Fair Trade Commission Announces Legislative Notice for 'Franchise Business Act Amendment'
Introduction of Franchisee Business Association Reporting System
Mandatory Operation of Directly Managed Stores by Franchise Headquarters
[Sejong=Asia Economy Reporter Joo Sang-don] The government is promoting the introduction of a prior consent system for advertising and promotional activities as a measure to enhance the bargaining power of franchisees who have a lower transactional status. This means that the franchise headquarters must obtain the consent of franchisees before conducting advertising or promotional events.
The Fair Trade Commission (FTC) announced on the 23rd that it has prepared a revision bill to the "Act on the Fair Transactions in Franchise Business" containing these provisions and will open it for legislative notice from the 28th until November 9.
According to the FTC's 2019 written survey of franchisees, 37.2% of franchise owners responded that "the franchise headquarters unilaterally notify advertising and promotional events without prior consent from the franchisees."
Accordingly, the FTC decided to mandate that franchise headquarters must obtain consent from a certain percentage or more of franchisees in advance if they intend to conduct advertising or promotional events at the expense of franchisees. The specific percentage will be finalized when the enforcement decree is enacted, considering market realities and industry opinions.
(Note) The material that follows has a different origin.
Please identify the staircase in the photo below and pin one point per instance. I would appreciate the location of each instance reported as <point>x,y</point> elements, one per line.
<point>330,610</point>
However, to prevent promotional events from being canceled due to the objections of a minority, separate promotional events involving only franchisees who agree to the event will be allowed. Additionally, in cases where advertising or promotional events are funded in advance through a fund and conducted using that resource, the prior consent system will be exempted, considering that the cost burden level has already been determined through a bilateral written contract.
A "Franchisee Business Association Reporting System" will also be introduced so that franchisee business associations can verify their representativeness through an official reporting procedure. The current law allows franchisee business associations to request negotiations on transaction conditions with the franchise headquarters, but there is no procedure to verify the qualifications of such associations, leading to cases where franchise headquarters refuse to negotiate by questioning the association's representativeness. The FTC expects that allowing franchisee business associations to confirm through a reporting procedure that a certain percentage or more of franchisees have joined will greatly facilitate smooth negotiations with the franchise headquarters.
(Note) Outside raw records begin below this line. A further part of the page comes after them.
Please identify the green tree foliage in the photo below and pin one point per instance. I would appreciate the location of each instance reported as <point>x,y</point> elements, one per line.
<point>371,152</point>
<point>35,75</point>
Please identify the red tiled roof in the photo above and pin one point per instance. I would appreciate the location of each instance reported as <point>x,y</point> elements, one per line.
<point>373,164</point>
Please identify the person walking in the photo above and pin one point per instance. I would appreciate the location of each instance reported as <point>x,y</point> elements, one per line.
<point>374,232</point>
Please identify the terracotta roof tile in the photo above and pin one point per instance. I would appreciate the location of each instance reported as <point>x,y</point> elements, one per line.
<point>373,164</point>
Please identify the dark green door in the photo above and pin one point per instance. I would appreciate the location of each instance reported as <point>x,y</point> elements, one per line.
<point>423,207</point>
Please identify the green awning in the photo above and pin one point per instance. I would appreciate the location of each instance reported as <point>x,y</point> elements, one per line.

At the same time, mandatory operation standards for directly managed stores by franchise headquarters will be established. If the franchise headquarters have no experience operating directly managed stores for more than one year, registration of the disclosure document can be refused, and experience in operating directly managed stores (operation period, sales, etc.) will be added to the disclosure document items. This means that franchise headquarters can recruit franchisees only after first operating directly managed stores and acquiring know-how. In this case, stores operated by executives of the franchise headquarters will also be recognized as directly managed stores, and exceptions to the law will be allowed in cases where direct management is unnecessary, such as franchising businesses with separate licenses.
The revision bill also imposes the obligation to register disclosure documents and deposit franchise fees on small-scale franchise headquarters with total franchise fees under 1 million KRW over six months and annual headquarters sales under 50 million KRW. In such cases, prospective franchisees dealing with small-scale franchise headquarters can also receive disclosure documents, and by depositing franchise fees in financial institutions, safety measures to guarantee franchise fees can be established.
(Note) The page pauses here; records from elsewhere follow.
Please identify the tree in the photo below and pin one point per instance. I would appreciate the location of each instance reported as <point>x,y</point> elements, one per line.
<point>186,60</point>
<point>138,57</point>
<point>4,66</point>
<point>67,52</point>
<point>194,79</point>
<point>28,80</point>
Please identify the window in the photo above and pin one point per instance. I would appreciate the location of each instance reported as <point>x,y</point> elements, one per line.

Furthermore, for six types of violations where illegality can be judged solely by verifying simple factual matters, such as the obligation to provide written estimated sales and the obligation to keep franchise contracts, local governments will be empowered to impose fines.
An FTC official said, "If this revision bill passes, it will strengthen the bargaining power of franchisees who are in a disadvantaged position in transactions and enhance the soundness of franchise headquarters, thereby reinforcing a fair trading foundation in the franchise sector. We plan to actively collect stakeholders' opinions and prepare reasonable revision bills in the future."